微妙的應下了這聲仙姑的李君姝,將目光轉向了地面上的人皮。空蕩蕩的人皮,里面只剩一層凝固著的血肉。李君姝蹲下身去仔細查看,上頭那一層泛著油光,瞧著是尸蠟。這神婆不是畫皮精怪,而是被人蛀空了血肉,成了一件人皮外衣。
李君姝手托著腮幫,思索方才轉瞬交手間浮現出的諸多細節。

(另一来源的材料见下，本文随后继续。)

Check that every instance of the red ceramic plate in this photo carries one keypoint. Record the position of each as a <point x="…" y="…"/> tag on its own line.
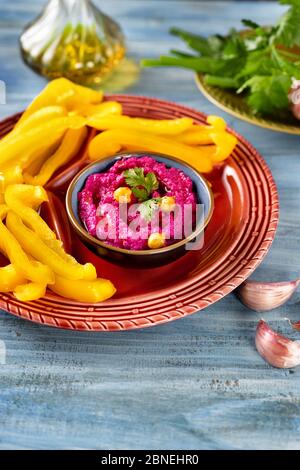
<point x="236" y="240"/>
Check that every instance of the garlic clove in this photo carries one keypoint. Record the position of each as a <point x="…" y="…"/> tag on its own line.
<point x="276" y="349"/>
<point x="295" y="325"/>
<point x="263" y="296"/>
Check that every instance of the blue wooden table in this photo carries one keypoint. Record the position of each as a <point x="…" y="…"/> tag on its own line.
<point x="194" y="383"/>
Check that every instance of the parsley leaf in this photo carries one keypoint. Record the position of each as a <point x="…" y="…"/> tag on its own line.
<point x="147" y="208"/>
<point x="142" y="186"/>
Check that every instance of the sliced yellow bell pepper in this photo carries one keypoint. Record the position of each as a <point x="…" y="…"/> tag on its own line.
<point x="23" y="200"/>
<point x="69" y="147"/>
<point x="154" y="126"/>
<point x="30" y="291"/>
<point x="61" y="92"/>
<point x="82" y="290"/>
<point x="216" y="122"/>
<point x="40" y="117"/>
<point x="39" y="249"/>
<point x="10" y="278"/>
<point x="30" y="269"/>
<point x="200" y="134"/>
<point x="37" y="138"/>
<point x="101" y="110"/>
<point x="105" y="144"/>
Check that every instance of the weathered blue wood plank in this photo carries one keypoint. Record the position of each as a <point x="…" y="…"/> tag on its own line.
<point x="194" y="383"/>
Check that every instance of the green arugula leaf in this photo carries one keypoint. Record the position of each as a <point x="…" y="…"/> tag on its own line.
<point x="148" y="208"/>
<point x="269" y="94"/>
<point x="288" y="32"/>
<point x="250" y="24"/>
<point x="142" y="186"/>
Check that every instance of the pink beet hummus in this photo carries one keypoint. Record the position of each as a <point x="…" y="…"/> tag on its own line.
<point x="100" y="211"/>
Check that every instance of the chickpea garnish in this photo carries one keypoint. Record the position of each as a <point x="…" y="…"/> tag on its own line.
<point x="167" y="203"/>
<point x="123" y="194"/>
<point x="156" y="240"/>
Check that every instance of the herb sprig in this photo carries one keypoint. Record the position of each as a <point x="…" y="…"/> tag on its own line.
<point x="260" y="63"/>
<point x="142" y="186"/>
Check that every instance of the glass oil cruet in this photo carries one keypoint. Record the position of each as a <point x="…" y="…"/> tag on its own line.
<point x="73" y="39"/>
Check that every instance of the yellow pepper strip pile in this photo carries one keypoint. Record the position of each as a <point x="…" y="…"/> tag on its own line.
<point x="200" y="146"/>
<point x="62" y="92"/>
<point x="109" y="108"/>
<point x="69" y="147"/>
<point x="168" y="126"/>
<point x="48" y="136"/>
<point x="31" y="269"/>
<point x="39" y="250"/>
<point x="38" y="137"/>
<point x="10" y="278"/>
<point x="83" y="290"/>
<point x="113" y="140"/>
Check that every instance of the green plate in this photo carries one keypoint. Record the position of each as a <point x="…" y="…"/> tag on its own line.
<point x="236" y="105"/>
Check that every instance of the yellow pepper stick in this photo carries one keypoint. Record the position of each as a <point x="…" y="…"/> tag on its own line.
<point x="29" y="291"/>
<point x="37" y="138"/>
<point x="216" y="122"/>
<point x="100" y="110"/>
<point x="201" y="134"/>
<point x="10" y="278"/>
<point x="41" y="116"/>
<point x="99" y="147"/>
<point x="64" y="93"/>
<point x="69" y="147"/>
<point x="38" y="118"/>
<point x="84" y="291"/>
<point x="11" y="175"/>
<point x="38" y="249"/>
<point x="24" y="200"/>
<point x="30" y="269"/>
<point x="154" y="126"/>
<point x="197" y="135"/>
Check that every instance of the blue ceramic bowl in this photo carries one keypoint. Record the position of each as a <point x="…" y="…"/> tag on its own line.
<point x="144" y="258"/>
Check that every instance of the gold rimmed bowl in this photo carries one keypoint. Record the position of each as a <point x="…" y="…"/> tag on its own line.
<point x="143" y="258"/>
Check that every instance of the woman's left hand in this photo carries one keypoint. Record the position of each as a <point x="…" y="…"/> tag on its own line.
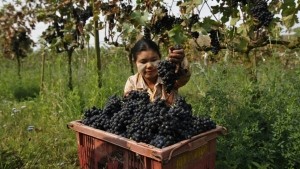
<point x="176" y="55"/>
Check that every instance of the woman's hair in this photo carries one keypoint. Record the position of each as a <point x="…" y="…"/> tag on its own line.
<point x="143" y="45"/>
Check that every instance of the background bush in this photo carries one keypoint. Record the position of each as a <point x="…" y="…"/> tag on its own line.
<point x="261" y="115"/>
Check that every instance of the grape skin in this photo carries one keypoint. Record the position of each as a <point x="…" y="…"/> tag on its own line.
<point x="136" y="117"/>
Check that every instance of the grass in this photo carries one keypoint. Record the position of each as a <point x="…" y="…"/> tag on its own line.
<point x="260" y="115"/>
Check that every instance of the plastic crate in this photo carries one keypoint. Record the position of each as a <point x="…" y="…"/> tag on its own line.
<point x="98" y="149"/>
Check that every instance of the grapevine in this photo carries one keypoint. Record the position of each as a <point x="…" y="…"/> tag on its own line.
<point x="260" y="11"/>
<point x="167" y="72"/>
<point x="215" y="43"/>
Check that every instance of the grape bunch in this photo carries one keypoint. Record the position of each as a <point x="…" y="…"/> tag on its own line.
<point x="135" y="117"/>
<point x="166" y="22"/>
<point x="260" y="11"/>
<point x="234" y="3"/>
<point x="167" y="72"/>
<point x="215" y="43"/>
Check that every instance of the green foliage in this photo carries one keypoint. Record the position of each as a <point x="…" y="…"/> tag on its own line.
<point x="10" y="159"/>
<point x="261" y="116"/>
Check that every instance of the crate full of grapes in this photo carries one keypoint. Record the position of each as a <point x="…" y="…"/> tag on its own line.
<point x="134" y="133"/>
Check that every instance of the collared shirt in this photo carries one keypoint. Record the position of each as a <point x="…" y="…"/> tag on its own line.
<point x="136" y="82"/>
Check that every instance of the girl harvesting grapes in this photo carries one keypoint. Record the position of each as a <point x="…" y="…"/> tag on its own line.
<point x="146" y="56"/>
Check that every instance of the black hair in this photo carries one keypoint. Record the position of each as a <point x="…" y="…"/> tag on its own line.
<point x="143" y="45"/>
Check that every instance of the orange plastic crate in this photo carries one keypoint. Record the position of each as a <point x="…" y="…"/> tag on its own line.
<point x="100" y="149"/>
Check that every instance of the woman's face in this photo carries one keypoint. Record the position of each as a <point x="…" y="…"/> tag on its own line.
<point x="146" y="63"/>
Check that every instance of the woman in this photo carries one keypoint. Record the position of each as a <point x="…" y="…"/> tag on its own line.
<point x="146" y="56"/>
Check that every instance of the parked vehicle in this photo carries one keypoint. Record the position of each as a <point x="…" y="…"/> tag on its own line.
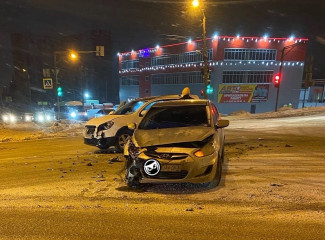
<point x="112" y="130"/>
<point x="177" y="141"/>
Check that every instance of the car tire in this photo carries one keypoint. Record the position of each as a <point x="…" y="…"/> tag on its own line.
<point x="102" y="146"/>
<point x="122" y="138"/>
<point x="132" y="176"/>
<point x="218" y="174"/>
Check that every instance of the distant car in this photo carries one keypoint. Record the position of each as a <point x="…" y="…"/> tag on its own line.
<point x="44" y="116"/>
<point x="177" y="141"/>
<point x="112" y="130"/>
<point x="103" y="112"/>
<point x="10" y="117"/>
<point x="27" y="117"/>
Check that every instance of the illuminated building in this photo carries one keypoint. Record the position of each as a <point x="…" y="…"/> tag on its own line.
<point x="241" y="71"/>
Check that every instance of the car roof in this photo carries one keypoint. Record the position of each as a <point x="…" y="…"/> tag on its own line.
<point x="174" y="96"/>
<point x="183" y="102"/>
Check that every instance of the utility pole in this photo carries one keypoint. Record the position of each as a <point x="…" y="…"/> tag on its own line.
<point x="205" y="58"/>
<point x="280" y="70"/>
<point x="308" y="77"/>
<point x="280" y="73"/>
<point x="56" y="83"/>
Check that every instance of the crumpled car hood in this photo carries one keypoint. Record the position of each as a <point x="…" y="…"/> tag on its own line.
<point x="154" y="137"/>
<point x="101" y="120"/>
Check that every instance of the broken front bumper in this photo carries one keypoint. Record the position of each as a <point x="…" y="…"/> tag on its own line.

那神婆的皮子里藏著的東西,不知道是什么,反正總歸不是什么好東西。畢竟現有鉆入指尖皮下的蠱蟲,后有袖口里鉆出欺身而上的劇毒蛇,想來是苗疆一代的蠱婆。
這蠱婆吞了人家的肉,披人家的皮,李君姝可不認為對方這是在積德行善。蠱婆神出鬼沒,平日里極為少見。此時出現在這地勢偏遠的黑溝村,又頂了這村頭里唯一的神婆的名號,想來沒憋什么好屁。
來這兒只是想逃課外加跟蹤鬼王的李君姝,起身冷哼了一聲。她隨手一揮,三柱香遂從袖中滑如掌心。火光吞噬線香的芯,裊裊白煙飄起,算是給這神婆的神魂送去了地府。

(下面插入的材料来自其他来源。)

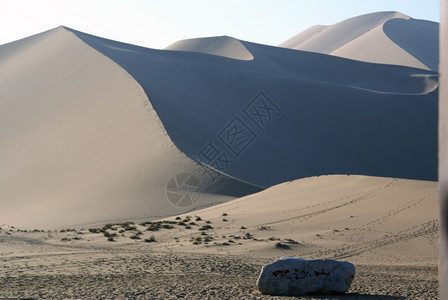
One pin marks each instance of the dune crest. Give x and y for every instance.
(79, 140)
(220, 45)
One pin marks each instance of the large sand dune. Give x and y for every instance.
(80, 141)
(95, 130)
(221, 45)
(383, 37)
(387, 227)
(297, 114)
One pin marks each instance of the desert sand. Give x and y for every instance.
(386, 227)
(92, 130)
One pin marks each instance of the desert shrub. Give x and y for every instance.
(264, 228)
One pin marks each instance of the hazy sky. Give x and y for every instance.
(159, 23)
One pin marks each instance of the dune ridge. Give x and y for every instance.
(80, 141)
(90, 126)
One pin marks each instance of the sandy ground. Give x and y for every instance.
(387, 227)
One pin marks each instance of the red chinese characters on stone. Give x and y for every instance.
(282, 274)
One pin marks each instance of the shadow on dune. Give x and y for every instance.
(355, 296)
(424, 48)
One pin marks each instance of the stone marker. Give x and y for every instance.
(294, 276)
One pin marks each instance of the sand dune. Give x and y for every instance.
(221, 45)
(93, 130)
(383, 37)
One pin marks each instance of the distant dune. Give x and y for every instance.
(94, 130)
(382, 37)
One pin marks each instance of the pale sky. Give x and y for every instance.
(159, 23)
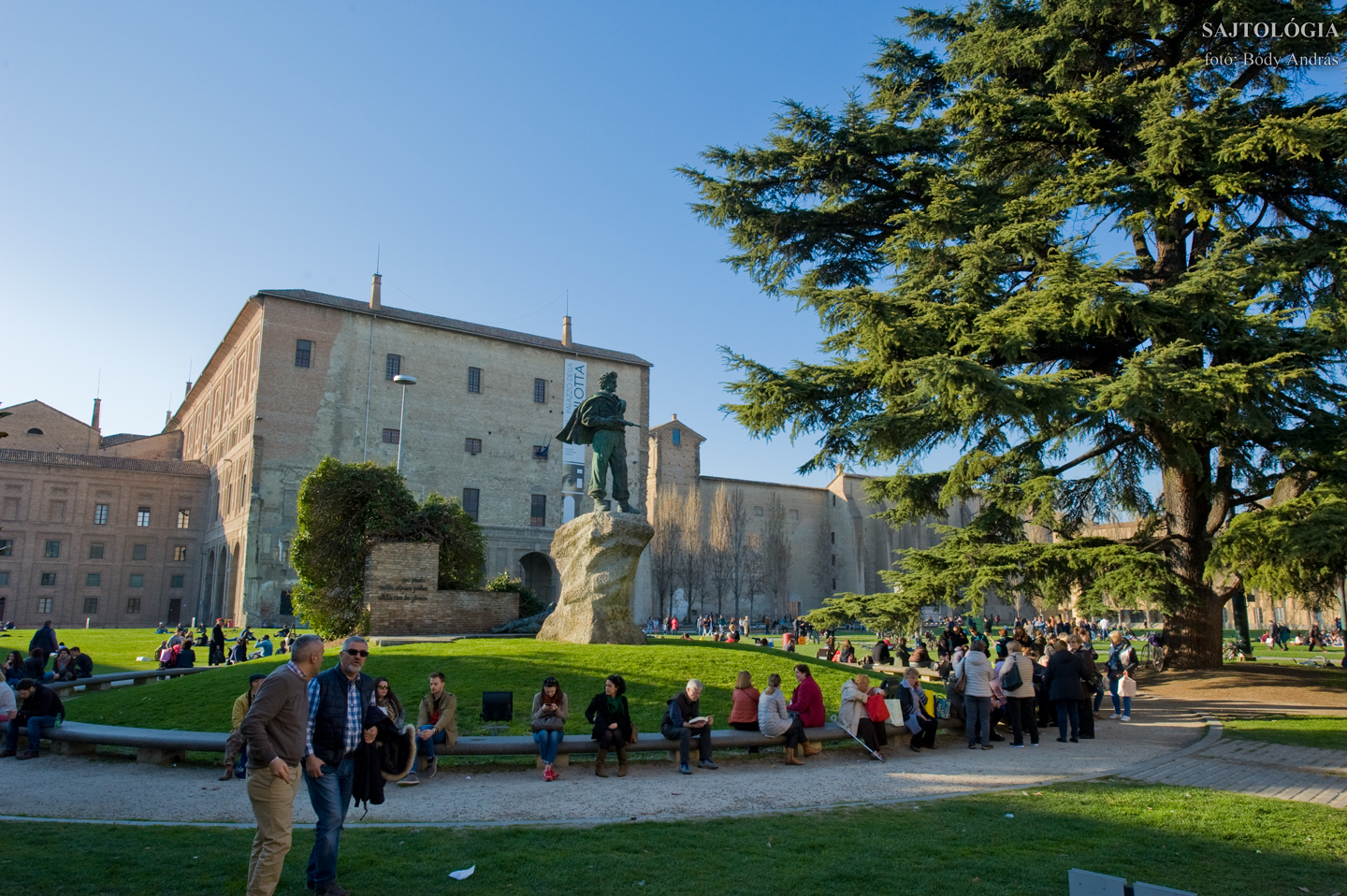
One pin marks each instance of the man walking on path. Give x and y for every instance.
(275, 730)
(337, 703)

做完這一切的李君姝撣了撣身上的灰,管他什么來歷,兵來將擋水來土掩便是了。
于是當晚,趁著夜色,白日里溜走的家伙摸進了李君姝的房間。
那人一雙桃花眼勾魂奪魄,一身紫染的窄袖、大領。對襟短衣。下身百褶裙,裙長抵足。發包頭帕,衣裙繡鑲花邊。女人脖頸修長,戴銀絲曲的大頸銀飾,雙足光裸有一圈銀鈴。窗外月光極冷,薄紗般斜斜從窗欞中抖落。一片星光下,最叫人感到可怖的是墻壁上駭人的龐然巨影。

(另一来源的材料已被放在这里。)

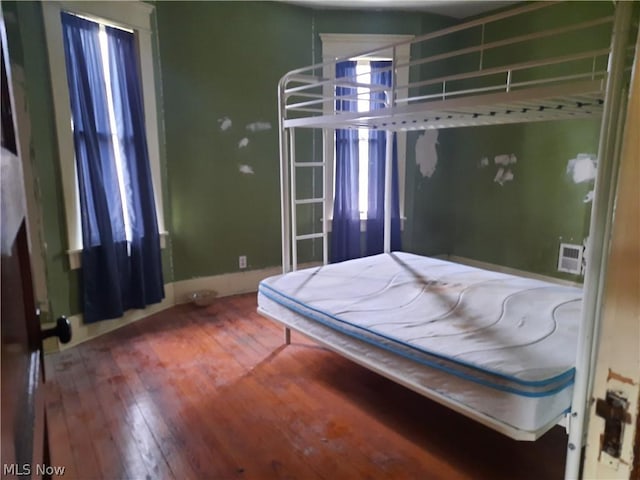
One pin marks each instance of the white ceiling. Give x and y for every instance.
(451, 8)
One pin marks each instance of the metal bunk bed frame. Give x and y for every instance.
(306, 100)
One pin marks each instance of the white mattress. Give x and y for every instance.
(501, 345)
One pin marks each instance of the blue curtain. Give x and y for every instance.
(117, 274)
(345, 228)
(377, 153)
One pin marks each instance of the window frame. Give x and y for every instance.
(131, 15)
(344, 45)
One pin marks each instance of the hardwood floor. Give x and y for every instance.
(212, 393)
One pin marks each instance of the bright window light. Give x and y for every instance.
(363, 73)
(104, 53)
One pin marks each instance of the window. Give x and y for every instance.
(363, 72)
(343, 46)
(134, 17)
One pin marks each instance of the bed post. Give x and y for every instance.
(388, 163)
(284, 192)
(284, 183)
(388, 175)
(600, 226)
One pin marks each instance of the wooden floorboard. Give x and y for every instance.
(195, 393)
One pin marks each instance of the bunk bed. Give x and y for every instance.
(510, 352)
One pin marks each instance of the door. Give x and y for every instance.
(613, 420)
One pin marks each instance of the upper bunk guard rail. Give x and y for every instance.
(472, 60)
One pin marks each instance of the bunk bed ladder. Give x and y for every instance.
(294, 165)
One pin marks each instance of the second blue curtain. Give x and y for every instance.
(381, 74)
(345, 228)
(117, 273)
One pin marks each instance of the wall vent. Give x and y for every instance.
(570, 258)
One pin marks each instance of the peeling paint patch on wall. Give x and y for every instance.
(583, 168)
(588, 198)
(426, 152)
(503, 175)
(505, 159)
(259, 126)
(225, 123)
(246, 169)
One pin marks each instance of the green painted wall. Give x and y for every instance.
(461, 211)
(224, 60)
(521, 223)
(218, 60)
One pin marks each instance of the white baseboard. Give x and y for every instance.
(175, 294)
(81, 332)
(223, 285)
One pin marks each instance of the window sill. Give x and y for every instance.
(75, 256)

那是一只花鱗的毒蟒從女人的腰間環至肩頭,親昵的頷首去貼苗女的面頰。
李君姝打了個呵欠,一眼就瞧出了來人“哎呀,近期名聲鵲起的、那倆玩蟲子二人轉里的老大”
來人正是替妹妹尋活祭品的蝴蝶金卡,她煉了三十三根幼童的舌,以此與卦師做了交換,叫對方給出了活祭品的方位。
雖凡間的法規難以束縛玄門人士,但動蕩不安的年代已經過去。
要想在逐漸恢復秩序的社會中,抓適齡的女孩去喂回春蠱。如果被司法部門盯上,想必會招惹一身腥。這兩人雖然做事是出了名的瘋,但也并非一頭扎下只知道莽的白癡。
蠱蟲能抵擋一只手槍,但不能抵擋一個連的子彈啊
于是,她們選擇了較為偏遠的黑溝村。
這地界是足夠偏的,但耐不住造化弄人。她們盯上誰不好,偏偏盯上了李家現役小魔王李君姝呢
體質特殊人要么淪為爐鼎遭人欺辱煉化,要么天縱奇才修行起來日行千里。
李君姝這胎投進了李家人的肚皮里,自然屬于后者。
蝴蝶金卡見李君姝雖有幾分能耐,卻不把她這個前輩放在眼里,一派張揚跋扈的模樣,頓時皺起了眉。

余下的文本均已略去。